Ilustrasi Kota Kansas City Foto: TVRI/Grafis/Jovi Arnanda
TVRINews – Kansas City
Kansas City Stadium menjadi tuan rumah enam pertandingan Piala Dunia 2026.
Pertandingan perempat final Piala Dunia 2026 antara Argentina vs Swis pada Minggu (12/7/2026) pagi WIB menjadi yang terakhir bagi Kansas City Stadium menjadi tuan rumah. Total ada enam laga yang digelar di stadion berkapasitas 76.416 penonton tersebut.
Selama menjadi tuan rumah Piala Dunia 2026, Kansas City ramai didatangi suporter dari berbagai negara. Suporter Aljazair yang pertama banyak datang karena tim nasional bermarkas di sana.
Setelah itu tibalah rombongan suporter Belanda. Ribuan orang yang berada di jalan mengenakan baju berwarna oranye menambah semarak Piala Dunia di pusat kota Kansas City.
Setelah itu berdatangan lagi suporter Argentina, Swis, Kolombia, dan negara lainnya. Mereka memadati zona suporter, bar, dan alun-alun publik selama satu bulan terakhir.
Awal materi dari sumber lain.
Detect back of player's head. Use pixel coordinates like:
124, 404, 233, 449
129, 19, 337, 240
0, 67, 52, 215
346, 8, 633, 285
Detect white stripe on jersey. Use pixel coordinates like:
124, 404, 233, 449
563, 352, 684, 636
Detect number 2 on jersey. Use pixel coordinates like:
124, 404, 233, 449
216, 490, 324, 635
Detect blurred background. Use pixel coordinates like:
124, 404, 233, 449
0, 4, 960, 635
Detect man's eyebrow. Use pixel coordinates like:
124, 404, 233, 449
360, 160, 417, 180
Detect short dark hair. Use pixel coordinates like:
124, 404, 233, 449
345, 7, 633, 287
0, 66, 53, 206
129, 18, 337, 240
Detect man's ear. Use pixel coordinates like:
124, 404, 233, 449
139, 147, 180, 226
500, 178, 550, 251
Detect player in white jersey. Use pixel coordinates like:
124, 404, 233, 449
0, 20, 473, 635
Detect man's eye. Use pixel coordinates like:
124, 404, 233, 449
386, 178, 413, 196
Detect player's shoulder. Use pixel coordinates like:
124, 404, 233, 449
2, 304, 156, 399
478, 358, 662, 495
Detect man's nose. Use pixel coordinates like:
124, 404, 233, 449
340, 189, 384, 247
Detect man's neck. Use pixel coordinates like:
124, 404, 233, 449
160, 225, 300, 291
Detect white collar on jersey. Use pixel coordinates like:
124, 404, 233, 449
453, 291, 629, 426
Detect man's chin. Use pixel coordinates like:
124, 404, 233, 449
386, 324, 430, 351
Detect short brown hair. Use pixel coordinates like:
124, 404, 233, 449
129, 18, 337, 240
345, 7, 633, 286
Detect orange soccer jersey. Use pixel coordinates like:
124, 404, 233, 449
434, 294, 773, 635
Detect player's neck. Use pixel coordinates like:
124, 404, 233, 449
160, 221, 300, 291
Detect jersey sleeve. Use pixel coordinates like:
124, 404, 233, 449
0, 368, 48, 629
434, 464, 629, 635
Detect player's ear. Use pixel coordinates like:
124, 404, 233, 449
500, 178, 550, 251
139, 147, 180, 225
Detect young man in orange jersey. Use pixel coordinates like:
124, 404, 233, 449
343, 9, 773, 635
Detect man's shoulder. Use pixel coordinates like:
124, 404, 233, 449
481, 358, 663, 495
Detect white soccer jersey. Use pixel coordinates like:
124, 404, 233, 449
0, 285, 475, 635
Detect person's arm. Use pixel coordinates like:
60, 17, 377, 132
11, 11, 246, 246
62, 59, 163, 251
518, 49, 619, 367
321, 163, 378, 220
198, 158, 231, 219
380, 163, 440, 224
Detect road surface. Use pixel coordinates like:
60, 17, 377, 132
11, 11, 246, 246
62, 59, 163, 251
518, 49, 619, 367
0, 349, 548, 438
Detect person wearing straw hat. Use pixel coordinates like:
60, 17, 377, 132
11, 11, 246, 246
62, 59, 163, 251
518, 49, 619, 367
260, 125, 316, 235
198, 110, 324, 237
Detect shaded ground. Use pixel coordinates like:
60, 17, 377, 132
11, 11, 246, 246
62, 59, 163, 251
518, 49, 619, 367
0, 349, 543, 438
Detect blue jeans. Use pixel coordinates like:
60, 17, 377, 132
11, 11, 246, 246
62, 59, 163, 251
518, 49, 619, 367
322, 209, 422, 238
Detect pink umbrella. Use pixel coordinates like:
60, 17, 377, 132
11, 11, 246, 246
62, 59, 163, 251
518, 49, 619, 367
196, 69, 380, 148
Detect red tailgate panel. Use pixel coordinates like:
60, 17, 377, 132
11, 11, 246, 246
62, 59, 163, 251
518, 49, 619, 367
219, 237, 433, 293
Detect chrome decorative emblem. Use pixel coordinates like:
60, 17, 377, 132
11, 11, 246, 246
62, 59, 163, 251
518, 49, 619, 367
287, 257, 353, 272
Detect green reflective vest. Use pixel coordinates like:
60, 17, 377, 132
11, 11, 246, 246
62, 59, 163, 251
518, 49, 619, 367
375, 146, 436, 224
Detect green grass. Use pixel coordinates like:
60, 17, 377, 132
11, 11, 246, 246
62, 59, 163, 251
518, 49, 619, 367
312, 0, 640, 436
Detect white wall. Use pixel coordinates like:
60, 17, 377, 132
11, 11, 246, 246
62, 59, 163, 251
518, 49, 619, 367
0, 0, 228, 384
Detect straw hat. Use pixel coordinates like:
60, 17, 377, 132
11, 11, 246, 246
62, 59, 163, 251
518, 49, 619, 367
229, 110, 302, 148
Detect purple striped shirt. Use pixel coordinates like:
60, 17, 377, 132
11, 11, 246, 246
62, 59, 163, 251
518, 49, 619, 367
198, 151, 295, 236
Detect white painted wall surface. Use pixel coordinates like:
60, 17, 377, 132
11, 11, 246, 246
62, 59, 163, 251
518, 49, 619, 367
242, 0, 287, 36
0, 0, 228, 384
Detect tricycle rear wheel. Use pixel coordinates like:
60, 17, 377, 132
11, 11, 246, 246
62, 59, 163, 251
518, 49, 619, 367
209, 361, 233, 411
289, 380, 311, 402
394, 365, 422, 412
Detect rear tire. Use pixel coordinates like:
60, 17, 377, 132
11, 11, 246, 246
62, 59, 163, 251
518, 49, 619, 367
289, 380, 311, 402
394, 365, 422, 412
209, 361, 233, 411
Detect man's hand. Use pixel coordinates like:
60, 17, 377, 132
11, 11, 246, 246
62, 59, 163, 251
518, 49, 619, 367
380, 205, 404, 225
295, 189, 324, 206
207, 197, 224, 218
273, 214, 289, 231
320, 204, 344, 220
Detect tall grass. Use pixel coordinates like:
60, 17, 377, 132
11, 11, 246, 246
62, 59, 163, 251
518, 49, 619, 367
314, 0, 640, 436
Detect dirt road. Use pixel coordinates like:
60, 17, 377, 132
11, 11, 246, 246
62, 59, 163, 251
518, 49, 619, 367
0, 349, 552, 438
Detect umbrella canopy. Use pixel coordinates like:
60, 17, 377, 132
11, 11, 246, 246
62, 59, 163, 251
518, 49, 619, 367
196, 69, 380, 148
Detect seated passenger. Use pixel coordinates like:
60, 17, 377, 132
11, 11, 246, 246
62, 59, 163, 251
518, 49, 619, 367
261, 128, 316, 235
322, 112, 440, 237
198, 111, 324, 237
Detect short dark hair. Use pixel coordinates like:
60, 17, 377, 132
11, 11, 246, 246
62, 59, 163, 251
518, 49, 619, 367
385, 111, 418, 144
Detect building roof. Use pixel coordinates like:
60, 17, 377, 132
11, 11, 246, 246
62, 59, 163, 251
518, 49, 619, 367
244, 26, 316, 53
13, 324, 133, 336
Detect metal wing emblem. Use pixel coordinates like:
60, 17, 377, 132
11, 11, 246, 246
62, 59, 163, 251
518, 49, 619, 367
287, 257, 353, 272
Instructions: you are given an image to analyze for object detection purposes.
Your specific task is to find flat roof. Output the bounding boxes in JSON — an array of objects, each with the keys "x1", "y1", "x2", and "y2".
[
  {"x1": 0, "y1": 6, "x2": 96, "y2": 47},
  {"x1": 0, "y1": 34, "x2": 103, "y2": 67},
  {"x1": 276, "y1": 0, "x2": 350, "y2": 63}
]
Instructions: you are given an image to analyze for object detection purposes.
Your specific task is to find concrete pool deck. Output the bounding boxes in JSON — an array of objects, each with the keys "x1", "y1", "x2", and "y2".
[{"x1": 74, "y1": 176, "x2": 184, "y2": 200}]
Kansas City yang menyebut dirinya sebagai Ibu Kota Sepak Bola Amerika Serikat menjadi tempat pertemuan bagi suporter dari berbagai belahan dunia. Para penduduk setempat ikut larut dalam kemeriahan pesta sepak bola dunia kali ini.
"Melihat para suporter dari seluruh dunia datang ke Kansas City untuk menyemangati tim mereka sungguh luar biasa," kata Clark Hunt, Ketua Kehormatan bersama Dewan Kansas City 2026, dikutip dari Reuters.
Meleburnya suporter tamu dan warga Kansas City menjadi kenangan indah. Hunt berharap suatu hari kelak, mereka akan kembali mendapat kesempatan untuk menjadi tuan rumah. "Jika kami memiliki kesempatan untuk mengajukan penawaran, kami pasti akan melakukannya."
Menjadi tuan rumah Piala Dunia 2026, Kansas City berkesempatan menunjukkan kepada publik bahwa mereka adalah kota yang baik untuk menjadi destinasi bisnis, investasi, atau bahkan penduduk baru.
"Kami telah membuktikan bahwa kami mampu menangani kompetisi olahraga terbesar di dunia ini," ujar Kepala Eksekutif Kansas City 2026, Pam Kramer.
Kebersamaan yang terbangun antara suporter tamu dengan warga setempat membuat tujuan Piala Dunia 2026 untuk menyatukan orang-orang tercapai. Penulis dan komentator sepak bola, Nate Bukaty, merasakan sendiri bagaimana kehangatan itu terjalin.
"Saya menyukai semua hal dari permainan sepak bola di sini selama sebulan terakhir. Menurut saya, ini semua lebih dari sepak bola itu sendiri. Saya sudah agak nostalgia dan sedikit sedih karena ini akan berakhir," tuturnya.